Especially useful when testing Datagrowth components that take ``HttpResources`` as arguments.
* Importing ``DataStorage`` from ``datagrowth.datatypes.documents.db.base`` has to be replaced
with importing from ``datagrowth.datatypes.storage``.
* The ``DataStorages`` dataclass has been added to manage typing for dynamically loaded ``DataStorage`` models.
* The ``DatasetVersion.task_definitions`` field holds dictionaries per ``DataStorage`` model that specifies,
which tasks should run for which model.
* The ``DatasetVersion.errors`` field has a ``seeding`` and ``tasks`` field where some basic error information is kept
for debugging purposes.
* A ``DatasetVersion`` will influence its ``Collections`` and ``Documents``.
``Collections`` may set ``DatasetVersion`` for ``Documents`` and facilitate ``DatasetVersion`` influence for them.
* Task definitions given to ``DatasetVersion`` propagate to ``Collection`` and ``Document``
through the influence method.
* The ``Dataset.create_dataset_version`` method will create a non-pending ``DatasetVersion``
with the default ``GROWTH_STRATEGY`` and ``DatasetVersion.tasks`` set.
It also creates a default non-pending ``Collection`` with ``Collection.tasks`` set.
Customize defaults by setting ``DOCUMENT_TASKS``, ``COLLECTION_TASKS``, ``DATASET_VERSION_TASKS``,
``COLLECTION_IDENTIFIER``, ``COLLECTION_REFEREE`` and ``DATASET_VERSION_MODEL``.
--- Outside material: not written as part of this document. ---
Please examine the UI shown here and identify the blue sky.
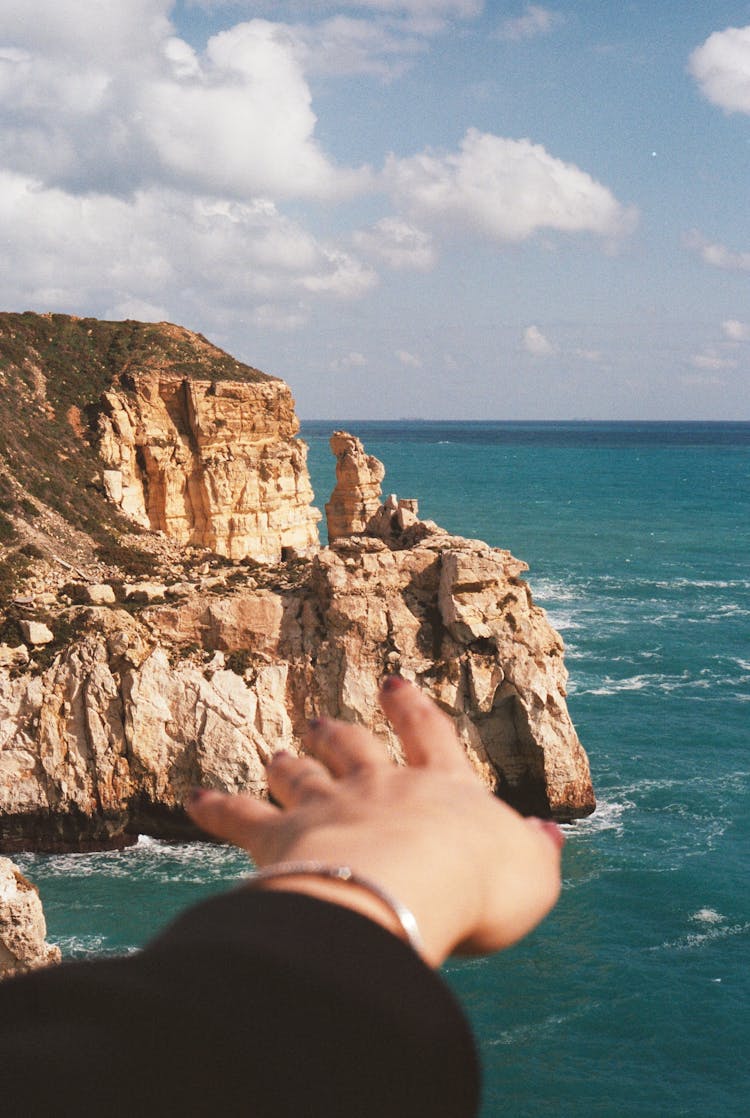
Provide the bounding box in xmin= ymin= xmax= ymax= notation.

Or override ``Dataset.get_collection_factories``, ``Dataset.get_seeding_factories`` and/or
``Dataset.get_task_definitions`` for more control.
* ``Document.invalidate_task`` will now always set ``pending_at`` and ``finished_at`` attributes,
regardless of whether tasks have run before.
* The ``content`` of a Document now contains output from ``derivatives`` through ``Document.get_derivatives_content``.
* Calling ``validate_pending_data_storages`` now may update ``DatasetVersion.is_current`` and ``DatasetVersion.errors``.
* Commands inheriting from ``DatasetCommand`` that expect ``Community`` compliant objects,
should set ``cast_as_community`` to True on the Command class and rename ``handle_dataset`` to ``handle_community``.
* Unlike the legacy ``Community`` model a ``Dataset`` has a unique signature. If the signature of a ``Dataset`` matches
an existing ``Dataset`` the ``growth`` method will create a new ``DatasetVersion`` instead of a different ``Dataset``.